Learn from Summerland
Dear editor: The public meeting scheduled for Jan. 30, to allow Peachlanders an opportunity to tell City Council what they think about the proposed language changes to the city’s official community plan could also be an acid test on how people are going to vote in the October municipal election.
The people of Summerland have been fighting a long-running battle with their town hall to protect the district from a number of proposed developments they absolutely do not want.
The mayor and council became involved with a developer who was going to build a seven-storey building, that would save the town from certain economic starvation.
Then the town aggressively lobbied the province to locate a 378-cell provincial correctional center right in the heart of Summerland, completely oblivious to the will of the people who did not want a jail in their back yard.

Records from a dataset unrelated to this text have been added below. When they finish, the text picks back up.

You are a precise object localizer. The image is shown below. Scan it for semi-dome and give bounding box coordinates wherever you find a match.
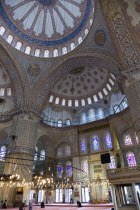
[0,0,94,57]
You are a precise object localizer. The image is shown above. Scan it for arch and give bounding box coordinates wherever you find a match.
[6,35,13,44]
[15,41,22,50]
[53,49,58,57]
[104,132,112,148]
[0,26,5,35]
[25,46,31,54]
[35,49,40,57]
[57,142,72,157]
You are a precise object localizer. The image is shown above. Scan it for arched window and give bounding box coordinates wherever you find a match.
[34,147,38,161]
[92,135,99,151]
[40,150,45,160]
[109,155,116,169]
[93,95,98,102]
[68,100,72,107]
[98,92,103,99]
[80,138,86,153]
[87,97,92,104]
[7,88,12,96]
[78,37,82,44]
[35,49,40,57]
[124,134,132,146]
[75,100,79,107]
[62,47,67,55]
[49,95,54,103]
[53,49,58,57]
[81,99,85,106]
[6,35,13,44]
[58,120,62,127]
[50,118,55,126]
[103,88,108,96]
[85,29,89,36]
[126,151,137,167]
[62,99,66,106]
[90,18,93,25]
[0,26,5,35]
[70,43,75,50]
[80,113,86,124]
[0,146,6,161]
[25,46,31,54]
[15,42,22,50]
[55,97,59,104]
[87,108,95,122]
[66,161,72,177]
[135,133,139,144]
[65,145,71,156]
[57,162,63,178]
[0,88,4,96]
[65,119,71,126]
[81,160,88,174]
[44,50,49,57]
[107,84,111,91]
[105,132,112,149]
[57,147,63,157]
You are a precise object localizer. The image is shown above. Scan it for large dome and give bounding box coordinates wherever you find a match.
[0,0,94,57]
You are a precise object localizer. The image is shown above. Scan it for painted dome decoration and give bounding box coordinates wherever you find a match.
[0,0,94,57]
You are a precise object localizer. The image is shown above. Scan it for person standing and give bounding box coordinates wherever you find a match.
[29,201,32,210]
[0,201,3,209]
[2,200,7,209]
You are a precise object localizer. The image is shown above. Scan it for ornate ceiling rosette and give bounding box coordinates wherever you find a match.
[0,0,94,57]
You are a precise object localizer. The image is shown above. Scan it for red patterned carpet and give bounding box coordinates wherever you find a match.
[7,204,114,210]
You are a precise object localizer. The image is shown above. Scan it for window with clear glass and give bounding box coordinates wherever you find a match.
[57,163,63,178]
[124,134,132,146]
[57,147,63,157]
[82,187,89,203]
[65,188,72,202]
[81,160,88,174]
[56,188,63,202]
[135,133,139,144]
[98,108,104,119]
[40,150,45,160]
[109,155,116,169]
[7,88,12,96]
[105,132,112,149]
[0,88,4,96]
[58,120,62,127]
[65,119,71,126]
[126,151,137,167]
[92,136,99,151]
[66,161,72,177]
[34,146,38,161]
[80,138,86,153]
[80,113,86,124]
[87,109,95,122]
[65,145,71,156]
[0,146,6,161]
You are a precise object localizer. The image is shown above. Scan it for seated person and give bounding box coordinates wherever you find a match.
[77,200,82,207]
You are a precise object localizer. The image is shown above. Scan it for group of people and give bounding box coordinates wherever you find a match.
[0,200,7,209]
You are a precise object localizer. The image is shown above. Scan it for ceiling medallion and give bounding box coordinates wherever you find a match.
[37,0,57,6]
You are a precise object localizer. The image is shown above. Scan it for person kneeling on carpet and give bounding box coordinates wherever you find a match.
[77,200,82,207]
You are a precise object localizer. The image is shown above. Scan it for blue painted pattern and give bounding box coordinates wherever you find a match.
[0,0,91,47]
[38,0,56,6]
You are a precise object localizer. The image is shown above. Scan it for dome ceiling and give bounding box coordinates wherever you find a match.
[48,56,117,107]
[0,0,94,57]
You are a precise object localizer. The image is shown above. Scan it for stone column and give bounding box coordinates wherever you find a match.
[2,113,40,206]
[123,74,140,139]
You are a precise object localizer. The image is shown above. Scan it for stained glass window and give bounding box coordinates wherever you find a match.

Another developer came along, and the town wanted to remove a large parcel of good quality farmland from the ALR to accommodate the developer, in exchange for a piece of land that had previously been removed from the ALR because it was not suitable for farm land.
The people attended the public forums in good faith, to express their opposition to all of those proposals.
There were at times more than 300 people at those meetings, telling the town what they did and did not want, and council consistently turned a deaf ear.
The Summerland mayor had the good grace to not seek re-election well ahead of the 2014 election to allow the people an opportunity to canvass the community for candidates.
The voters recognized the need for continuity and elected a two-term city councillor as mayor.
None of the incumbent town councillors were re-elected.